Egypt barred the entry of a ship carrying 55,000 tonnes of Indian wheat that was originally intended for Turkey, Egyptian plant quarantine chief Ahmed El Attar said on Saturday.

“We rejected the ship before it entered Egypt,” he told Reuters, adding that Turkish quarantine authorities had already blocked the arrival of the vessel.

Separately, Egypt, the world’s biggest importer of wheat, was expecting the arrival of its first ever Indian wheat shipment later on Saturday, purchased by the Egyptian private sector.

Supply minister Aly Moselhy said in May that a deal with India to directly purchase 500,000 tonnes of wheat outside the usual tender system had been agreed but not yet signed.

In April, Egypt’s agriculture ministry announced it had approved India as a source of wheat supplies as the North African country seeks to supplant purchases disrupted by Russia’s invasion of Ukraine.

India’s government confirmed that it would still allow shipments awaiting customs clearance and exports to Egypt.

Moselhy previously said that the Indian ban would not apply to a government deal with Egypt.

Egypt has procured 3.5 million tonnes of local wheat during the harvest season so far, a senior official in the ministry of agriculture told Reuters on Saturday.

The wheat procurement season ends in August, he added.

Amid reports of Turkey rejecting an Indian wheat consignment on quality concerns, Food Secretary Sudhanshu Pandey on Thursday had said the government has sought details from the Turkish authorities on the matter as the concerned exporter ITC Ltd has claimed that the shipment of 60,000 tonnes had all the required clearances.

Asked about Turkey rejecting the Indian wheat consignment on phytosanitary concerns, Pandey told reporters: “We checked up on this report. It was ITC and it met all the requirement of the quality.” The consignment had around 60,000 tonnes of wheat, he said.

ITC, a major wheat exporter, has informed the government that it had sold the wheat to a Geneva-based company, which further sold the commodity to a Turkish firm. All financial transactions had happened, Pandey said.

“Before payment, all local clearances must have been done. Quarantine had happened in India also.
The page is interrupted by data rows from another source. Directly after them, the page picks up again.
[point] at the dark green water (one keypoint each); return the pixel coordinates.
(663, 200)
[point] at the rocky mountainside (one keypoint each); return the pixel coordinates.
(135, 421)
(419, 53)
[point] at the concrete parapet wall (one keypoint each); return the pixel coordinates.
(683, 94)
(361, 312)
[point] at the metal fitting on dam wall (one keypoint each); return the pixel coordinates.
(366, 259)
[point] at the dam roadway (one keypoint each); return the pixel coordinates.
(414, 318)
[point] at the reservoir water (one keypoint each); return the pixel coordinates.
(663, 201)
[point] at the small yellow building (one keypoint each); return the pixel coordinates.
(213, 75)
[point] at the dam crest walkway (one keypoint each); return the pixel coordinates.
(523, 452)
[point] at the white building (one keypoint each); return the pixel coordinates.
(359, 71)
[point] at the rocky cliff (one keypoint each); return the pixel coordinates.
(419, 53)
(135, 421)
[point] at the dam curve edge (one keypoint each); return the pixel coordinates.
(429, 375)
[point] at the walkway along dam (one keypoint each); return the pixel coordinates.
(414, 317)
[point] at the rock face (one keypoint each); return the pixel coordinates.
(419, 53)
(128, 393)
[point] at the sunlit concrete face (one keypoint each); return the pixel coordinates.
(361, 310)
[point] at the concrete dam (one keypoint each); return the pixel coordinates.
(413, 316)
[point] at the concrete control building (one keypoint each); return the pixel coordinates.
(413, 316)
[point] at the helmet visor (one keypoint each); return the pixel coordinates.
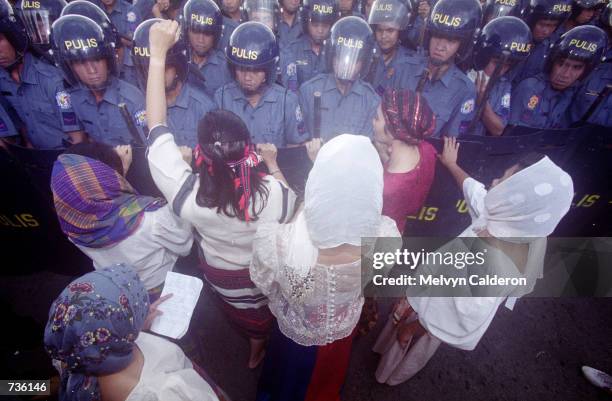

This is what the company has told us. …Their financial transaction…including Turkish importer was complete,” he added.

The secretary further said the Agriculture Department and agri-export promotion body APEDA have got in touch with the Turkish quarantine authorities on this issue.

“They have not heard anything from them. There is no formal communication as yet,” he noted.

India banned wheat exports on May 13 to keep local prices under control amid a slight estimated fall in domestic output. However, it allowed shipment of those consignments which were registered before the ban came into force.